Sep 6, 2012
Why the NFL is Refusing to Pay Its Refs
(Getty Images/Gregory Shamus)
Referee Randy Tabler separates Kyle Moore, #54 of the Buffalo Bills, and Dan Gerberry, #64 of the Detroit Lions, during a preseason game on Aug. 30, 2012 at Ford Field in Detroit.
When the Detroit Lions take the field Sunday they, like every other team in the National Football League, will be playing a game overseen by scabs.
Those scabs are the replacement referees who were brought in to officiate because the NFL was unable to come to an agreement with its referees union. Most football fans know this, but what is the dispute really about?
According to the Boston Herald, the dispute is about money and comparatively not that much of it. In question is “about $62,500 per team per year over the next seven years, give or take, emphasis on the take.” It’s important to look at the replacement referees scandal through the right lens.
First, this isn’t a strike—it’s a lockout.
As anyone in a labor union understands, the referees aren’t refusing to show up for work, they are not being allowed to work. This is a sad display from a league making $8 billion a year with 20 franchises worth more than $1 billion and an average franchise worth of $1.1 billion.
In addition to refusing to pony up on the laughable $62,500 for officials, team owners are attacking referees pensions, according to Mike Arnold, the NFL Referees Association’s counsel. Arnold told the Associated Press that the league “intends to freeze and terminate the officials' pension plan and offered salary increases lower than those obtained in the 2006 agreement.”
NFL referees are 119 part-time employees who make $8,000 a week and most even hold other jobs, in addition to their work with the league. Sources say the refs were offered a seven-year deal that included increases of between 5 percent and 11 percent in wages per year.
First-year officials who made an average of $78,000 in 2011 would earn more than $165,000 by the end of the new agreement. A 10-year veteran in 2011 who made $139,000 would get more than $200,000 in 2018.
That sounds like a pretty good living, but remember that officials aren’t guaranteed 18 games a year and they’re an invaluable part of the cog that powers the $8 billion a year machine. That $165,000 a year would come with no pension plan and is still less than anyone on a 53-man NFL roster makes, even guys who are third and fourth on the depth chart.

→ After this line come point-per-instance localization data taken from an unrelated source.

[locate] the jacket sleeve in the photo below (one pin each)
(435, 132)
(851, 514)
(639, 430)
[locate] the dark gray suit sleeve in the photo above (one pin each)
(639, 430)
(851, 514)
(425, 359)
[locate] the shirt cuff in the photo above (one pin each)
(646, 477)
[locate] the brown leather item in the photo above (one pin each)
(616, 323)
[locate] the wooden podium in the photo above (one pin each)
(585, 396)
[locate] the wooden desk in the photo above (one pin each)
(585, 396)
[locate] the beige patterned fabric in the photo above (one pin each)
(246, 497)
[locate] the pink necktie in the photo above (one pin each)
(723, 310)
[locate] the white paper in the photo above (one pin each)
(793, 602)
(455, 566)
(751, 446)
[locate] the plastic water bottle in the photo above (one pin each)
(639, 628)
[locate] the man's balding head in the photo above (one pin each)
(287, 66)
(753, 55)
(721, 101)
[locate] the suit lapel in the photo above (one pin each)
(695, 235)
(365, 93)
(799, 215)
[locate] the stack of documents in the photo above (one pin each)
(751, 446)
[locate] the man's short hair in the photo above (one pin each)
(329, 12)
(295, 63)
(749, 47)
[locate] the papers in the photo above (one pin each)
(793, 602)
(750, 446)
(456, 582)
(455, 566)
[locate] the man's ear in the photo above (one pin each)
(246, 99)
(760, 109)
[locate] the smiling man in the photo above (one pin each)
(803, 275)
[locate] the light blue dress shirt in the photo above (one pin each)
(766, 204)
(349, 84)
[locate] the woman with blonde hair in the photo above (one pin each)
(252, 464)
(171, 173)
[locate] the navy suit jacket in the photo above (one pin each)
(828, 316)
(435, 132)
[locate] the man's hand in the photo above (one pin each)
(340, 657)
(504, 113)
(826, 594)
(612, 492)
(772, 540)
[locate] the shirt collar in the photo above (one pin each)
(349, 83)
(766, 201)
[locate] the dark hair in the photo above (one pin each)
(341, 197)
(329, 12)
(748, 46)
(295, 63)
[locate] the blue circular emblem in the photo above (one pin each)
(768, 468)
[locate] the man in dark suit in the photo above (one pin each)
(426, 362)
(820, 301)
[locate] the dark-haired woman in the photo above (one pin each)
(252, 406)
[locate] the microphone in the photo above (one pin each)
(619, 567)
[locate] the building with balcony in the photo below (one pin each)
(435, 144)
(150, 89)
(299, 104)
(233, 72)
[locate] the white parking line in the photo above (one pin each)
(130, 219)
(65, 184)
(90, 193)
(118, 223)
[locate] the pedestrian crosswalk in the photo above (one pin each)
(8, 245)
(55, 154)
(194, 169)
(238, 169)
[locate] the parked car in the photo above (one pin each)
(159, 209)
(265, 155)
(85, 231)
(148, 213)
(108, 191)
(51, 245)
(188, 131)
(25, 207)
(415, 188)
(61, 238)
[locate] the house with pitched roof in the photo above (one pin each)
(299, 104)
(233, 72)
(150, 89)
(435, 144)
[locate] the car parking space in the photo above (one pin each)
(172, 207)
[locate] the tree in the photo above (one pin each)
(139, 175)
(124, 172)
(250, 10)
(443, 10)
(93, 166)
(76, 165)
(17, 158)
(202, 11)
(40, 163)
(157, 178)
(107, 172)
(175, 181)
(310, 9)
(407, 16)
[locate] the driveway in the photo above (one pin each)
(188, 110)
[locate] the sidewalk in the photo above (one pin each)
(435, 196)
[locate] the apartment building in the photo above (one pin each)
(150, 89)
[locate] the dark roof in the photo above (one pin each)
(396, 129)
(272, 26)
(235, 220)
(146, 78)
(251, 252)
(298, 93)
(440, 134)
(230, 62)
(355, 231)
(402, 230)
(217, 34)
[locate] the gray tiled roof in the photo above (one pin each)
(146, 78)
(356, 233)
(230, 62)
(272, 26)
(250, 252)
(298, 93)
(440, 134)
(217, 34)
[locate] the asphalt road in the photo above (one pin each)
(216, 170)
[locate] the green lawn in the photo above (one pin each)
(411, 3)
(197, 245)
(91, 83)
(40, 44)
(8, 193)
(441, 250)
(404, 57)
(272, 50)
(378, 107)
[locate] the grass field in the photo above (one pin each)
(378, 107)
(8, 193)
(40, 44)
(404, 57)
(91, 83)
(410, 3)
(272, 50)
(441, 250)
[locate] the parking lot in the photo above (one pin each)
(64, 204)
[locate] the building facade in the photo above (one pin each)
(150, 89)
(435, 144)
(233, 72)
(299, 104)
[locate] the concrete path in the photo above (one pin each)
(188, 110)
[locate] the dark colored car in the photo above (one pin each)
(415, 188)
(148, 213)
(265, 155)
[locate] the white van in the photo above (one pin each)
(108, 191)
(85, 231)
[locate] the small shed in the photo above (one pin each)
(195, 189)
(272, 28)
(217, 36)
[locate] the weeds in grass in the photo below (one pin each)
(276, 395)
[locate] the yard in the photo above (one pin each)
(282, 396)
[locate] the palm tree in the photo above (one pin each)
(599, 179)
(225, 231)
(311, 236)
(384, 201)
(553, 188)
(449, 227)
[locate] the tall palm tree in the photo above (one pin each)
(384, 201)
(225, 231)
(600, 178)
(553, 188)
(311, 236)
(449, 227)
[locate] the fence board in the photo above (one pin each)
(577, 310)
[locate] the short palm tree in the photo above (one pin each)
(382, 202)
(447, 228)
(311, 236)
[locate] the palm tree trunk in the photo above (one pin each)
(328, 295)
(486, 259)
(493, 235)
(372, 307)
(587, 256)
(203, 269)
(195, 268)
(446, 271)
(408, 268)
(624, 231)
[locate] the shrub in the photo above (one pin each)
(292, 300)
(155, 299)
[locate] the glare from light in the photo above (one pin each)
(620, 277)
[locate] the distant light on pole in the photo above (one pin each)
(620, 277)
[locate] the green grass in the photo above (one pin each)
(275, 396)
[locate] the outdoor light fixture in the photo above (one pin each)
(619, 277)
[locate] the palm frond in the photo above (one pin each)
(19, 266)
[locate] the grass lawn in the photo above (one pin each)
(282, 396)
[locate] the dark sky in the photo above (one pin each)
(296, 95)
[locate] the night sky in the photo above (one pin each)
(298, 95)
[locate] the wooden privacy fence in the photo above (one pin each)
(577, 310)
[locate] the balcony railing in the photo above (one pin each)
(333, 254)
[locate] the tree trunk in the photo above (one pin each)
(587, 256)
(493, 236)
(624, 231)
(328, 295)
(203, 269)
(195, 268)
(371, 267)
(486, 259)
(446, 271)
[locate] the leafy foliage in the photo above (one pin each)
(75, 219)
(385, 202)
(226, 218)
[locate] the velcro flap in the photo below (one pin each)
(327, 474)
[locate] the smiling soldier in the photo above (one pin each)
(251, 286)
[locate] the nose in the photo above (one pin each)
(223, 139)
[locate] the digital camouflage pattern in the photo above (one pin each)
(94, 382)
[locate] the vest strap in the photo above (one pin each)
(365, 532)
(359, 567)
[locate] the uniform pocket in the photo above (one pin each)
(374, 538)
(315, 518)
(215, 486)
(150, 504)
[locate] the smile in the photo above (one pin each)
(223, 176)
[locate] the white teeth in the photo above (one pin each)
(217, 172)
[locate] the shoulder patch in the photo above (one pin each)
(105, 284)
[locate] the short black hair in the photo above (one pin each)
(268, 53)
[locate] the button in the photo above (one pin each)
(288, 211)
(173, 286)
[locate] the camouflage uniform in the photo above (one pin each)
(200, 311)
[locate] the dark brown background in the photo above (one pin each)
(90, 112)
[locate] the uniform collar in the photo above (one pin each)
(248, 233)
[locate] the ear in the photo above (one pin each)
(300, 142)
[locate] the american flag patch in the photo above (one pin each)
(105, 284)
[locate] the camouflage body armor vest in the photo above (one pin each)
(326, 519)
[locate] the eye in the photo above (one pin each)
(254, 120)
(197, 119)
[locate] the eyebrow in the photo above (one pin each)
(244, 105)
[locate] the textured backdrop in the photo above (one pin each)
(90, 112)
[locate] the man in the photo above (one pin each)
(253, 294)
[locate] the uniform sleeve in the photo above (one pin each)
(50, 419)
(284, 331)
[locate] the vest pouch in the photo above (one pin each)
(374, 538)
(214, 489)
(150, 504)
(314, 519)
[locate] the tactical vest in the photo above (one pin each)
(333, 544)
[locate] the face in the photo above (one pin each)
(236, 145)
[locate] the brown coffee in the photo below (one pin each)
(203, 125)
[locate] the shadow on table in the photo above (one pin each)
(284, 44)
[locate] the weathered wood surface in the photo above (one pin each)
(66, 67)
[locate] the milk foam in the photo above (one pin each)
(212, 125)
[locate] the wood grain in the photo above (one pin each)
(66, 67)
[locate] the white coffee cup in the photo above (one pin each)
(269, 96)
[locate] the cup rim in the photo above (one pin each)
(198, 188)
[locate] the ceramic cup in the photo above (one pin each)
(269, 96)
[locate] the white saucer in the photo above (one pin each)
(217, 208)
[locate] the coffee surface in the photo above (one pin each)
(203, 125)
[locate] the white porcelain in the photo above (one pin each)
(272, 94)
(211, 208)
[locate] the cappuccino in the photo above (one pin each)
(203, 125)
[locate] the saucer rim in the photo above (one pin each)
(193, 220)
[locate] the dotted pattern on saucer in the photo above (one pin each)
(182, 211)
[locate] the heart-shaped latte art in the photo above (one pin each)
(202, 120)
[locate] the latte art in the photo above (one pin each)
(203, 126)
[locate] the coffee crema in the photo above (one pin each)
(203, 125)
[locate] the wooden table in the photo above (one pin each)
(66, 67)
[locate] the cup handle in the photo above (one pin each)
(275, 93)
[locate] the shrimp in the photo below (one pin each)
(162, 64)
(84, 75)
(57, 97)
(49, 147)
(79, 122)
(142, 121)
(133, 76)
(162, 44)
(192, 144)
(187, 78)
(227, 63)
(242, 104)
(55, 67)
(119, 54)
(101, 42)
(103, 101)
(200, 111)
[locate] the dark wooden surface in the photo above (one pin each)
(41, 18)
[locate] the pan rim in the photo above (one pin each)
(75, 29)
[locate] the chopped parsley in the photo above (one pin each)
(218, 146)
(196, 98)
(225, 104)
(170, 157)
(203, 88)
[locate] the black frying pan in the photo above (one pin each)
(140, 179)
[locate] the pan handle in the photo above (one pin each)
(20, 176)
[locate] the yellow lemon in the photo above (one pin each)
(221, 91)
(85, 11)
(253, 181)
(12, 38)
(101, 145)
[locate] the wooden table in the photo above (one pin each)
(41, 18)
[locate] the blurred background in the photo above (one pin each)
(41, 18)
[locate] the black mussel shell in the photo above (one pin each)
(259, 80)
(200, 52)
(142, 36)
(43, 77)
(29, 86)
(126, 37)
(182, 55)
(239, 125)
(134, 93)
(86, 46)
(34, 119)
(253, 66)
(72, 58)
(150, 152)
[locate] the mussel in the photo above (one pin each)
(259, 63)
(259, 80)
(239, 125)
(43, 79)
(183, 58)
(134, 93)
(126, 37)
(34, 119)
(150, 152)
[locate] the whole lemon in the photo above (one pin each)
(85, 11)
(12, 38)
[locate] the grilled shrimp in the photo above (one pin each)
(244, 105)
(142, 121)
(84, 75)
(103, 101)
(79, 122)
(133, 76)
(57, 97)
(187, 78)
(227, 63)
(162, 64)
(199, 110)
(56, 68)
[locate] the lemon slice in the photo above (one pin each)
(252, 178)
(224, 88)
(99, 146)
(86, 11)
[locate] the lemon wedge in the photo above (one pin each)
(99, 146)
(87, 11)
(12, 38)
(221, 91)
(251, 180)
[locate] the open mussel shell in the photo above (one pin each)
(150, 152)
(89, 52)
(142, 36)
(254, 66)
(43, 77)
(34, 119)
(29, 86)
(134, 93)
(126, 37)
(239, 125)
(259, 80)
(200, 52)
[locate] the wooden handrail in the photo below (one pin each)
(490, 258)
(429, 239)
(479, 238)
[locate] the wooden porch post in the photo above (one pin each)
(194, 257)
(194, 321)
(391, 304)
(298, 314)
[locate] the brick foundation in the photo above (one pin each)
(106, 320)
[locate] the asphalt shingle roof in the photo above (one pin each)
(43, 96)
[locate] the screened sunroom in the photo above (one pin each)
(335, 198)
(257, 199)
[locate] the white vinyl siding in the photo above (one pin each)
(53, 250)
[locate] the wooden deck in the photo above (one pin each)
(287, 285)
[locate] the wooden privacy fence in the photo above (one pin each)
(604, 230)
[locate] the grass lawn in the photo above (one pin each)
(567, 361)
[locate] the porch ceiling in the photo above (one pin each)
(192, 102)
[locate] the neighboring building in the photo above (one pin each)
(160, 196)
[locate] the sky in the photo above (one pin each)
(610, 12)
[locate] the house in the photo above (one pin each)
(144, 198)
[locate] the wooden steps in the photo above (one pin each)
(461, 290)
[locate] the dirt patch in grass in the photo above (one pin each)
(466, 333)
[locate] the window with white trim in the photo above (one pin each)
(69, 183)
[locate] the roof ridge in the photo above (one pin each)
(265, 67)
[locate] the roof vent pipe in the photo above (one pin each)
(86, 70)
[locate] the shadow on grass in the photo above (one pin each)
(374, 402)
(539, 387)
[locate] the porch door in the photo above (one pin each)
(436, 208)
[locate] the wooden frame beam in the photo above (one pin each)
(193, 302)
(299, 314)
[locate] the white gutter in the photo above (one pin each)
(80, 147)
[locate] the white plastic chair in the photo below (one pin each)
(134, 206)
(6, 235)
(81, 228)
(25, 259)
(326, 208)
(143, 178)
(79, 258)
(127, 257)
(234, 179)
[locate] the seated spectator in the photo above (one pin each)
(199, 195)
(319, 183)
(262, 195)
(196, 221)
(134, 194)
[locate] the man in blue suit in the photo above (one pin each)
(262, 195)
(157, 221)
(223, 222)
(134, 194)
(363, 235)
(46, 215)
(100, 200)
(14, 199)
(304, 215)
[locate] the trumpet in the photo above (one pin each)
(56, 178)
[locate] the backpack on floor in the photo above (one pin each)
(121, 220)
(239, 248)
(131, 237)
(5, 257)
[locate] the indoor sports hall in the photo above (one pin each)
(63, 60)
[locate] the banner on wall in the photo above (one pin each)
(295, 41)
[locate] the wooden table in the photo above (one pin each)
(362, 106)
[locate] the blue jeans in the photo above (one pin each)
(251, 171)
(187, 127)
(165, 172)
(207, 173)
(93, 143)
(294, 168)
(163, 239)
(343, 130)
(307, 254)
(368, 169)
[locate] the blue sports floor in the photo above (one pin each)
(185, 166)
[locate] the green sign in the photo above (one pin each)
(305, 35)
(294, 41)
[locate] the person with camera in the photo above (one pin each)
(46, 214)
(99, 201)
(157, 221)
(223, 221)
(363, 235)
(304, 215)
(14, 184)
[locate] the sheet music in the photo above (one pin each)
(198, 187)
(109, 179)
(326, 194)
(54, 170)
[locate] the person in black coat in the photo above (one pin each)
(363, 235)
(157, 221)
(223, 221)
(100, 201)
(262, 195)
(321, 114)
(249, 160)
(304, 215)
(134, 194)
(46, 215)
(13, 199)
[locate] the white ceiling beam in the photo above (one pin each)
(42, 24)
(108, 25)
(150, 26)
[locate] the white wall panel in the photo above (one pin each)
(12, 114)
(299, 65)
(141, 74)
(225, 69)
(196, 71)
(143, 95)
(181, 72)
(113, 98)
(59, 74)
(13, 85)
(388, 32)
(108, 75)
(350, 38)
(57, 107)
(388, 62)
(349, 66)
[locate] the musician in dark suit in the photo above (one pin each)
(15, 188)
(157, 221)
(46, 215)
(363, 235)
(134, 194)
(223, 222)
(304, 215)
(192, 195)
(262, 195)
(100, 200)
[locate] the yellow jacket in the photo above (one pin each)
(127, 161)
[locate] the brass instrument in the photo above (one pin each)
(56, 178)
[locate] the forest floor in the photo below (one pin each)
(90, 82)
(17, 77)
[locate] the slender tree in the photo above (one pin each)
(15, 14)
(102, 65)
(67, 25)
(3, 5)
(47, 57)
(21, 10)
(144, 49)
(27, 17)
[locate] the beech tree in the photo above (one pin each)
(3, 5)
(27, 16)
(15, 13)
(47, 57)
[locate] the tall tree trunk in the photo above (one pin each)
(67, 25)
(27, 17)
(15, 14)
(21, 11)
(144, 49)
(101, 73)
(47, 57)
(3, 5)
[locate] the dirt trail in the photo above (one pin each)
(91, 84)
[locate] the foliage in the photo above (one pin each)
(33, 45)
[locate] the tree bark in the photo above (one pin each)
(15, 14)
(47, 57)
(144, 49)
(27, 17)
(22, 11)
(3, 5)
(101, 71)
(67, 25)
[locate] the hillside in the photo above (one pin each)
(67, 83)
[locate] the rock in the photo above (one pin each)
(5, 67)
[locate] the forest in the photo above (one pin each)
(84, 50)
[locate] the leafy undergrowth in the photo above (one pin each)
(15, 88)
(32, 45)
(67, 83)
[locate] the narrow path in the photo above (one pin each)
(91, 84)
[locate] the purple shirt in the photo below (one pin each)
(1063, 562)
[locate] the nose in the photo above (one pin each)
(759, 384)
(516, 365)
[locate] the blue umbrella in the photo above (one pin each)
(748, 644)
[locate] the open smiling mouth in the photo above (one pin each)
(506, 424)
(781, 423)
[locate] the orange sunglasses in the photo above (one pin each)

Jeff Macgregor of ESPN.com points out just how ludicrous the NFL’s position to lock out its officials is:
“If Roger Goodell and the NFL and the NFL owners were serious about player safety and player conduct, for $50 million a year—less than 1 percent of total revenue—they could hire 200 well-trained full-time officials at $250,000 each.”
This from a league supposedly so concerned with player safety that it has rewritten its rule book, started doling out draconian fines for what used to be considered tackling and donated $30 million to the National Institute of Health to further study the effects of brain injuries.